Photon-pair generation by non-instantaneous spontaneous four-wave mixing

TL;DR

This paper develops a comprehensive Hamiltonian-based model for photon-pair generation via pulsed spontaneous four-wave mixing, accounting for nonlinear effects and finite response times, and explores how these factors influence photon purity and production rates.

Contribution

It introduces a novel analytical and numerical framework that includes nonlinear phase modulation and finite material response, advancing understanding of photon-pair generation in silica fibers.

Findings

Pair-production rate weakly depends on temperature due to Raman scattering.

Purity of heralded photons varies significantly with pump pulse duration and detuning.

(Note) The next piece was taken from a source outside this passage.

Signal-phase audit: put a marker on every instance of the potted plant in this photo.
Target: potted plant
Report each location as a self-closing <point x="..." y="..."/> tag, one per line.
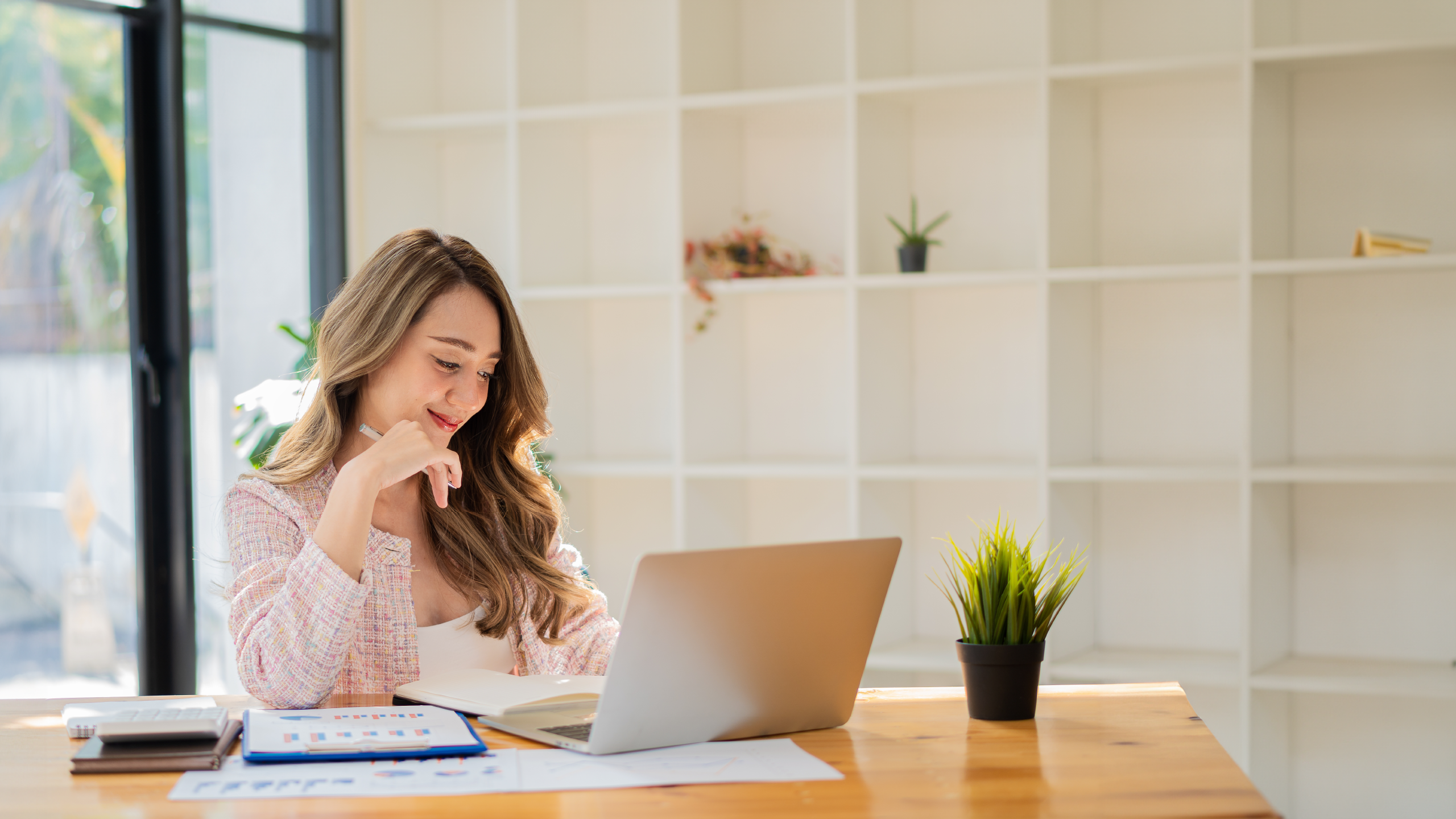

Numerical simulations reveal impact of non-instantaneous response on photon purity.

Abstract

We present a general model, based on a Hamiltonian approach, for the joint quantum state of photon pairs generated through pulsed spontaneous four-wave mixing, including nonlinear phase-modulation and a finite material response time. For the case of a silica fiber, it is found that the pair-production rate depends weakly on the waveguide temperature, due to higher-order Raman scattering events, and more strongly on pump-pair frequency detuning. From the analytical model, a numerical scheme is derived, based on the well-known split-step method. This scheme allows computation of joint states where nontrivial effects are included, such as group-velocity dispersion and Raman scattering. In this work, the numerical model is used to study the impact of the non-instantaneous response on the pre-filtering purity of heralded single photons. We find that for pump pulses shorter than 1 ps, a significant detuning-dependent change in quantum-mechanical purity may be observed in silica.